Dr. Amy de la Garza, the director of substance use disorder programs at Novamind psychiatry clinics and research centers, told Healthline the time is right for new ways of approaching substance misuse.
“Since the start of the [COVID-19] pandemic we have seen a dramatic rise in risky drinking and conversion to alcohol use disorder,” de la Garza told Healthline. “We have many tools in our toolkit for treating substance use disorder… Yet, our outcomes are not improving, and in fact, our numbers are climbing upward. We need to find and utilize, with integrity, new tools to offer patients, and families, suffering with this most difficult diagnosis.”

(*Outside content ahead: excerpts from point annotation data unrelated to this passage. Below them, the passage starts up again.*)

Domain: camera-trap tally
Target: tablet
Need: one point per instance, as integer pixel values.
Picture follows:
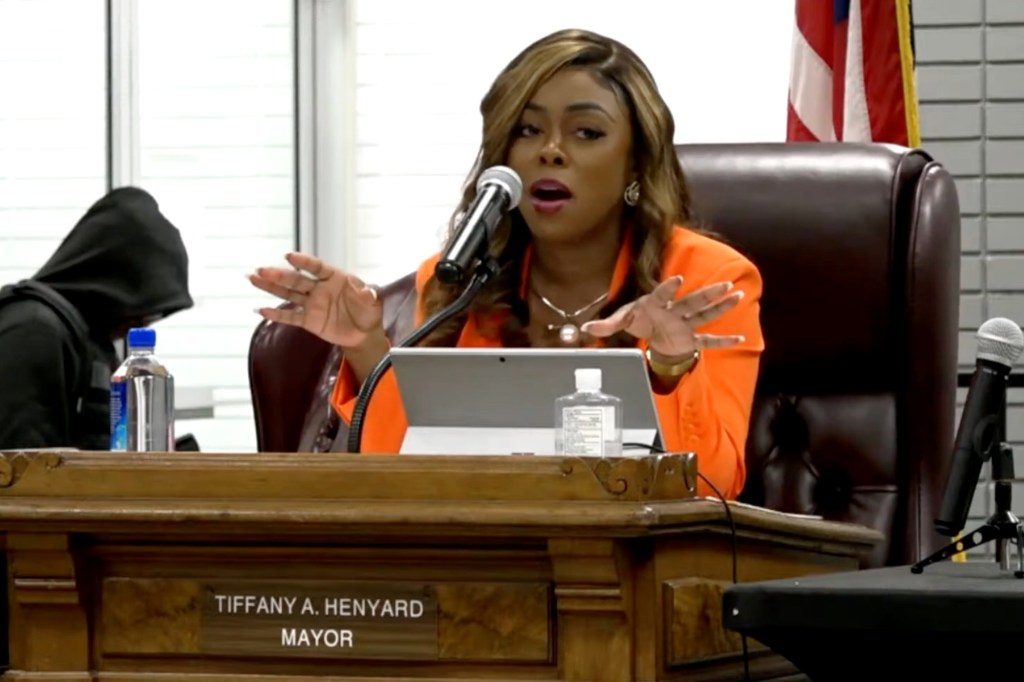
(502, 400)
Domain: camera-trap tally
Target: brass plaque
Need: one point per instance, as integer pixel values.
(393, 621)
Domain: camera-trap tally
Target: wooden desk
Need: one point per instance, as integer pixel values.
(200, 566)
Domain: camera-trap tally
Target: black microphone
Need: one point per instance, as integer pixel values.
(498, 190)
(980, 433)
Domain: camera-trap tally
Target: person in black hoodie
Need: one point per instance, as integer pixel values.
(123, 265)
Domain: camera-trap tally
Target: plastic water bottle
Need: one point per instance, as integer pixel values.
(141, 398)
(589, 421)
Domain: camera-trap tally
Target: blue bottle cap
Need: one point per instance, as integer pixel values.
(142, 338)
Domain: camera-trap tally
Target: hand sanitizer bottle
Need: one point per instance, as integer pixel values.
(589, 422)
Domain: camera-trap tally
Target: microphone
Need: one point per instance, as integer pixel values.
(499, 189)
(980, 433)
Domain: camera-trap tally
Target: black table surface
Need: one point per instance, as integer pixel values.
(970, 597)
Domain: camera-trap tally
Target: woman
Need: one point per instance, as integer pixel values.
(598, 252)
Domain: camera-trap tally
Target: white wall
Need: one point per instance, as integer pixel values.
(208, 94)
(422, 68)
(213, 135)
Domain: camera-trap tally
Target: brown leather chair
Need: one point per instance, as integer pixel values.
(859, 250)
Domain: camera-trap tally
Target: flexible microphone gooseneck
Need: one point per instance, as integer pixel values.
(499, 190)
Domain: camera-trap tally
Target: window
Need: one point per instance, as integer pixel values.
(52, 125)
(216, 146)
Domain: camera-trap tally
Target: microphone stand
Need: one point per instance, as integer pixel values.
(1003, 526)
(485, 270)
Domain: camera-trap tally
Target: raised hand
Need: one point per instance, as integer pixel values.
(331, 303)
(671, 325)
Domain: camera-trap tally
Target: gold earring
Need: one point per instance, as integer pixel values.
(632, 194)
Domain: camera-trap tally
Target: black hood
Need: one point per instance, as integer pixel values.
(122, 263)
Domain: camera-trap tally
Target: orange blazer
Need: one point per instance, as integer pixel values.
(709, 411)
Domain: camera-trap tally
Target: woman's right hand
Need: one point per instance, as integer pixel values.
(331, 303)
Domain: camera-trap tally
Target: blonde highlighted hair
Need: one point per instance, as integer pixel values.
(664, 201)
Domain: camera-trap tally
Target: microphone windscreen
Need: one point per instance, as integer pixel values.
(999, 340)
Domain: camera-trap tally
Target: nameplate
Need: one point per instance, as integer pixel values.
(320, 620)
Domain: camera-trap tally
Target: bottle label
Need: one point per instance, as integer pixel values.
(119, 416)
(588, 428)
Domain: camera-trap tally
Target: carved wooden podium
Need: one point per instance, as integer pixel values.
(199, 566)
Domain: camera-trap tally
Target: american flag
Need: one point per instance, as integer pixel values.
(851, 75)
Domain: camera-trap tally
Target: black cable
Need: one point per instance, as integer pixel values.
(485, 269)
(732, 533)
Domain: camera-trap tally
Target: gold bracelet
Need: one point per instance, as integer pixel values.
(677, 370)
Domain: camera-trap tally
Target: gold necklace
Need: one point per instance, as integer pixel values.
(568, 332)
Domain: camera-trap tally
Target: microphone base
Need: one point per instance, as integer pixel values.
(1003, 526)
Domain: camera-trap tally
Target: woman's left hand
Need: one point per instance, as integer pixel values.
(671, 325)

Dr. Kurt Rasmussen, the chief science officer for Delix Therapeutics, told Healthline new treatments are “desperately needed,” and ketamine can work in the brain’s regions damaged by alcohol to helping grow neurons to heal a person’s brain.
But he also said uncontrolled use can be problematic, and it’s important that the right doses be administered, along with having the right therapist involved.
“Ketamine is a powerful drug. A good therapist will need to understand the best way to harness that power and avoid the pitfalls,” Rasmussen said. “He or she will need to know how and when ketamine affects the structure of neurons and the best time to apply psychotherapy.”
“For example, psychotherapy would need to be delivered outside the period during which ketamine’s intoxicating, dissociating consequences are in effect, but within the window of neuroplasticity in the brain,” he said.
The agency recommends that men should not have more than two drinks a day, and women should not have more than one drink a day. For people who are pregnant or taking certain medications, they shouldn’t drink at all.